お陰様で、なんて素敵な人生だったのかしら」
がしゃどくろの声は、一片の曇りもない、晴れやかな声。
もう、ティナ・シールは何も言わない。
ただ、泣いていた。
ロロは、杖を取り出す。
愛犬の骨で出来た、大切な杖を。
ロロは杖を、がしゃどくろに向ける。
がしゃどくろの骨の身体が、黒く光り、その光が、ロロの杖へと吸い込まれてゆく。
この黒い光が、何だかとても懐かしかった。
そういえば、眷属になった時も、この黒い光を与えてもらったのだった。
たった数年前のことだが、今では遠い昔のように思える。
崩壊は、骨の外側から始まった。
全身の骨が少しずつ、塵へと還って行く。
その塵は、街灯の光を反射して、きらきらと輝いて。
広場に座ったがしゃどくろは、神殿を見上げる。
大きな建物に寄り添うように作られた、高い塔。
がしゃどくろは、熱心な宗教家ではない。
それでも、切に願う。
白蛇の土地神様に。
どうか、ロロたちを見守ってほしいと。
身体が崩れてゆく、がしゃどくろ。
がしゃどくろは、デイズを見る。
ロロの杖から解き放たれた黒い光の粒が、デイズの遺体の周りを取り囲み、くるくると回っていた。

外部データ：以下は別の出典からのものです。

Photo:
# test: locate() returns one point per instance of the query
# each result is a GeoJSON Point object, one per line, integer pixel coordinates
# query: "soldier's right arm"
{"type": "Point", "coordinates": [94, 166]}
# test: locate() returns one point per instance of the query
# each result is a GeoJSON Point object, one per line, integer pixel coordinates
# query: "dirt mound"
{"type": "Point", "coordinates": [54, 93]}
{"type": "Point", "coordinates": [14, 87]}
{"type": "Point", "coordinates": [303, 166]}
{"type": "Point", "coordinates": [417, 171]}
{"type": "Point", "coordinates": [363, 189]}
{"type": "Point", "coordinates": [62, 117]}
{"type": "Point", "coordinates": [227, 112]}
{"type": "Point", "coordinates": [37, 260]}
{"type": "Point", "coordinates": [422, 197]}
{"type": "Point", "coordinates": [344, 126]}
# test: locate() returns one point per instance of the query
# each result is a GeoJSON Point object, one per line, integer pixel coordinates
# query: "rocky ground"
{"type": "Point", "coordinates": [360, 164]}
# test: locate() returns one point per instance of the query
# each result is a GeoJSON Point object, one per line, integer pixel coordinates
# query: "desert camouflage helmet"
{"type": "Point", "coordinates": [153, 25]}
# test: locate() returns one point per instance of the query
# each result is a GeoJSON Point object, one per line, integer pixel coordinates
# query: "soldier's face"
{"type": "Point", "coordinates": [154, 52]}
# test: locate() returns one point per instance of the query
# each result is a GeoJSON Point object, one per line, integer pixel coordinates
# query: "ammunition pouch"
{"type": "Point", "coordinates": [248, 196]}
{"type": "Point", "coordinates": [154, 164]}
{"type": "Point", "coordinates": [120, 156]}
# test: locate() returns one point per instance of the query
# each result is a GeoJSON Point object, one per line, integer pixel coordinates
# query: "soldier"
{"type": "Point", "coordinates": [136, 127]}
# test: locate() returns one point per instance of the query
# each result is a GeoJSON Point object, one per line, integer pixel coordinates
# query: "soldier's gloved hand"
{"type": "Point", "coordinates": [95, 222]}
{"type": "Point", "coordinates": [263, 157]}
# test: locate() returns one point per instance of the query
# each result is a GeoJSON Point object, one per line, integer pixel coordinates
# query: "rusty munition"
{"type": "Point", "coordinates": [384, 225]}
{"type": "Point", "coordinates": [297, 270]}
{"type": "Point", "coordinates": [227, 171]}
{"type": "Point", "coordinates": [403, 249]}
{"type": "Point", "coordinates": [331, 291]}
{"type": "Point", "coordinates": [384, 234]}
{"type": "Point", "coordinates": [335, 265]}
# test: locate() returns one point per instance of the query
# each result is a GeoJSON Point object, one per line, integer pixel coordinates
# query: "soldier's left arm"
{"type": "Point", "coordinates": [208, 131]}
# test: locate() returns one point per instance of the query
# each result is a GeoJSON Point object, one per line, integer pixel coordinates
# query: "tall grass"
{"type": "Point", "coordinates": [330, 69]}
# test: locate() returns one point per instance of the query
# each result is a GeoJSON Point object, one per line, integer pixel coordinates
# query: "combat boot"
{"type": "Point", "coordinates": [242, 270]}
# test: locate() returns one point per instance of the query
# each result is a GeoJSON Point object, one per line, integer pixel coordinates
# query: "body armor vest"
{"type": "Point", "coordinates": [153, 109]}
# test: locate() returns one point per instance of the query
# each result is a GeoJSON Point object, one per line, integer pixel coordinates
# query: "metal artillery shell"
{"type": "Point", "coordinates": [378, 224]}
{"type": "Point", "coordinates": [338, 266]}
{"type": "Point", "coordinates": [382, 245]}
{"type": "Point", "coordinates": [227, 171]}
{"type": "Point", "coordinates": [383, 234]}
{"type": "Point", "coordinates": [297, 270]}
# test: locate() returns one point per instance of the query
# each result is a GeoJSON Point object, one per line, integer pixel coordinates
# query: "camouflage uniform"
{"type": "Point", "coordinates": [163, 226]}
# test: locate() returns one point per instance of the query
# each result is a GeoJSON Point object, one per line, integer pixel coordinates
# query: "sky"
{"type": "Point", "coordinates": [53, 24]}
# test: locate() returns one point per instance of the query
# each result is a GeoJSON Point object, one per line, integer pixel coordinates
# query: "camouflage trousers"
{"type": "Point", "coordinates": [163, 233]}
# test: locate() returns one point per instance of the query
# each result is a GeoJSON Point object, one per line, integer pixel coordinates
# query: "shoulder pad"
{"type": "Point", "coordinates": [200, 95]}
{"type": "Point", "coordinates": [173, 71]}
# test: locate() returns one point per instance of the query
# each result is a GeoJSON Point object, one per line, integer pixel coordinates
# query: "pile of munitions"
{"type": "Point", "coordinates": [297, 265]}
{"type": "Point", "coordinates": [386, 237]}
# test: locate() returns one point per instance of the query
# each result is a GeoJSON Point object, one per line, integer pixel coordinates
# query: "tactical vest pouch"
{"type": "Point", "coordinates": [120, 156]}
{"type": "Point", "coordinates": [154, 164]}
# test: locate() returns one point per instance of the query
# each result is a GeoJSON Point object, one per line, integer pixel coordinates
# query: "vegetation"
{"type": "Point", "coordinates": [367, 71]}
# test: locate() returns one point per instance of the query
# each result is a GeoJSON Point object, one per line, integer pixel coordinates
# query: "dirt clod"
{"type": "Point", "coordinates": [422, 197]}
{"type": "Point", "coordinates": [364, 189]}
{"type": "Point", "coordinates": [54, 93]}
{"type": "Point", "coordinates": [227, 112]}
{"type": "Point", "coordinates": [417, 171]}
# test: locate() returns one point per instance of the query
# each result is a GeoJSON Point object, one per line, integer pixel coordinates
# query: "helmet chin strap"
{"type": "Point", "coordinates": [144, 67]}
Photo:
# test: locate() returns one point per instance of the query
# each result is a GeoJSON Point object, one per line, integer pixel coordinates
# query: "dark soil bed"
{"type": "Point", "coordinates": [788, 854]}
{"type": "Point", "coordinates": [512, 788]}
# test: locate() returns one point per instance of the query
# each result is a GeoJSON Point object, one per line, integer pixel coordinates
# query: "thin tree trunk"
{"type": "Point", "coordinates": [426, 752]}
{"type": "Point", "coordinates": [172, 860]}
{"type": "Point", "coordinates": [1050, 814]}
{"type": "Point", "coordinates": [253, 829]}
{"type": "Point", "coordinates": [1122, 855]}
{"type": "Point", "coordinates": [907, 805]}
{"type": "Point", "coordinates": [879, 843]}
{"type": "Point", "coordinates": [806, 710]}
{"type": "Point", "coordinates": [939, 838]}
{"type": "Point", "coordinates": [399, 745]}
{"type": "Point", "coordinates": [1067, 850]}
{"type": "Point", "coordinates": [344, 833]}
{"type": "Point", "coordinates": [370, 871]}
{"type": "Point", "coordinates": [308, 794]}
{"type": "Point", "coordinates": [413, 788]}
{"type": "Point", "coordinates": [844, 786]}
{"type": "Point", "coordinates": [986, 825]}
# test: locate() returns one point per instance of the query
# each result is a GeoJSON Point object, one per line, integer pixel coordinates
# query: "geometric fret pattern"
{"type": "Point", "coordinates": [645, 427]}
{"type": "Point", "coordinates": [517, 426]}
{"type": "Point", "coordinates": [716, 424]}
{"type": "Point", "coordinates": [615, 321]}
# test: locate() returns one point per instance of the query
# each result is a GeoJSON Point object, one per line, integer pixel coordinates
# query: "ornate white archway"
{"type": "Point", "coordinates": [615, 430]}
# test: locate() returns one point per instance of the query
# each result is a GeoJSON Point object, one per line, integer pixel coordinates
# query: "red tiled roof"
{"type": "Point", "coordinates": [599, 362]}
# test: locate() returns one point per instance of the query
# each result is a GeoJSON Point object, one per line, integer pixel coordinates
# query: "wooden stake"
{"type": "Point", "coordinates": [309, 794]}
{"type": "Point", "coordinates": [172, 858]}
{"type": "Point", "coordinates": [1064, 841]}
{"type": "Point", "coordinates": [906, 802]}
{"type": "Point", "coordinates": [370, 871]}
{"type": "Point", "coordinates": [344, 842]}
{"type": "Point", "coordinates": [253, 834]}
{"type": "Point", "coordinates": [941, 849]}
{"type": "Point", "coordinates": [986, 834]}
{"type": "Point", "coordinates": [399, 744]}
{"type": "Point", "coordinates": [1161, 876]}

それは、ロロと死者との命を繋げ、眷属にするための、黒い光。
ロロは今まで、ロロの意思で死者を眷属にしたことは無かった。
自分の勝手な思いで、眷属にしてしまうのは、申し訳ないと。
だが今、ロロは自分の意思で、デイズを眷属にすることへの迷いは無かった。
それは、ただのロロの我儘なのかもしれない。
いいじゃないか、我儘で。
もしかしたら、心の底から想い合っている二人が交わす我儘を、愛と呼ぶのではないか。
ロロは、デイズと出会ってから変わったと思う。
いつも、他人の幸せだけを思っていたロロ。
でも、自分の幸せは度外視で。
しかし、デイズと出会ってからは、ロロ自身の幸せも、考えてくれるようになった。
がしゃどくろは、それがとても嬉しかった。
がしゃどくろの身体は、もうほとんどが塵になり、消え去っていた。
残っているのは、目玉の無い眼窩。
がしゃどくろは見る。
デイズの身体に空いた穴が修復されていくのを。
そして、デイズの目が、ゆっくりと開いていくのを。
よかった。
ほんとうに、よかった。
口さえも既に塵となった、がしゃどくろは、もう喋れない。
だから、心の中で、ただ思う。
ロロ、デイズ、ティナ・シール、リリアナ。
どうか、いつまでも……。
そして、がしゃどくろの身体は塵となって、風に乗って消えてゆく。
ロロたちを、ひまわりで祝福した、あの広場の上で。